Twenty years ago this woman was slapped so violently on the head by her husband that she suffered a brain haemorrhage, causing injuries that will end her life prematurely.

Her sharp mind has been stunted by two strokes, her nose broken and her beautiful face disfigured.

She was thrown against iron gates and strangled during a decade of humiliating domestic abuse.

Now doctors have told her she has permanent neurological damage that will slowly cripple her limbs and cannot be treated.

She says simply: “I was murdered in 1994 but it is taking me a very long time to die.”

The Ham&High cannot name the woman, who has lived in Hampstead for 28 years, because her ex-husband has not been charged with any crime.

This is despite significant evidence, including photos of the injuries, doctors’ notes referring to the attacks and witness statements from her two children.

The 58-year-old has spoken out this week to urge the government to scrap rules that stop prosecutors pursing some allegations of historic abuse, in the hope that other women who go to the police years after suffering domestic violence can seek justice.

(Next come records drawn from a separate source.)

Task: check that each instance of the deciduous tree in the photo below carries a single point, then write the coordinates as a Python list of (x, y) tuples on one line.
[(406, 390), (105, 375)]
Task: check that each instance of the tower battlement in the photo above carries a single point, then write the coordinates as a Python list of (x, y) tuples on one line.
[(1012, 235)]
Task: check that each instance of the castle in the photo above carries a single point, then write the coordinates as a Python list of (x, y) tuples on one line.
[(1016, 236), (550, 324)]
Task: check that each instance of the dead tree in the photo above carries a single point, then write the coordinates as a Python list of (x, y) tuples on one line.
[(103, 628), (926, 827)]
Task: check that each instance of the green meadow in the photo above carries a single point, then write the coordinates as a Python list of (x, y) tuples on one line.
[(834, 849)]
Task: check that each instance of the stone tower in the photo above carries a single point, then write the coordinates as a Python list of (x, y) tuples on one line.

She said: “I have been robbed of justice and I don’t even have my dignity left.

“The law of historic abuse against victims of domestic violence must be changed because people of my generation were beaten to the point where they are left with life-long damage.

“The limitation for cases to be brought should be never, just like rape.”

Her ex-husband, who she describes as a huge man who was a boxing champion as a teenager, was arrested in October last year but was this month told no further action will be taken.

She accuses him of four violent attacks between 1983 and 1994.

She now lives in assisted accommodation in Hampstead and is registered disabled, with chronic pain on the side of her face, and neurological problems that cause blurred vision, dizziness, slurred speech and difficulty walking.

Prosecutors could not charge her ex-husband with assault by beating because the offence must be put before a court within six months.

The Crown Prosecution Service (CPS) says evidence in her case was not strong enough to prove the more serious offences of actual or grievous bodily harm, which have no time limit.

This was partly because of the difficulty in accessing full medical records from two decades ago.

The CPS’s decision was all the more devastating as it took the woman 20 years to find the strength to report her ex-husband to police.

“You report them and then what?” she said. “They walk away feeling even more victorious than when they disabled you and that’s what happened with me. When will justice come?

“To take away my quality of life, to take away my mind, I’m afraid of my own shadow.

“I don’t know why I wanted to speak out but maybe it’s so someone can be saved, because I didn’t get the chance to be saved.”

A CPS spokesman said the case has been reviewed under the Victim’s Right to Review scheme and there remains a potential for an appeal against the decision not to take action against her ex-husband.